花咲か爺(後半)
どんな伝承か
欲深なじいさまとばあさまは無理に犬を借りて連れて行き、犬が鳴いた所を掘ったが、瓦や瀬戸かけ、瓶かけしか出ないので怒って犬を斧で打ち殺してしまった。正直な夫婦は犬を埋めて木を植え、その木が枯れると燃やして灰にし、枯木の所へ持って行って振った。通りかかった殿様に枯木花咲かせじじいと名乗って灰を振ると本当に花が咲き、たくさんの褒美をもらった。それを真似た隣のじいさまは灰が殿様の目に入り、木から引きずり落とされて叩かれたという。
原典より
むかしむかし隣りのおじさん夫婦は えー気持ちの人でけーして(決して) ずるいことはしなかったって。
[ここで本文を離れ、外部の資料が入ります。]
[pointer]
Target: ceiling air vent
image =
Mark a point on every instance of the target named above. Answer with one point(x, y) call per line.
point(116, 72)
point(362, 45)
—— 壬生町史 民俗編――伝説(壬生町(編)・壬生町史・自治体史(民俗)) より引用地図で位置を見る
※伝承地の場所は必ずしも正確ではありません
出典の文献について
壬生町史 民俗編――伝説(壬生町(編)・壬生町史・自治体史(民俗))
『壬生町史 民俗編』第2節所収の伝説。栃木県壬生町に伝わる樹木・塚・渕・神社・地蔵・地名の伝説を採録する。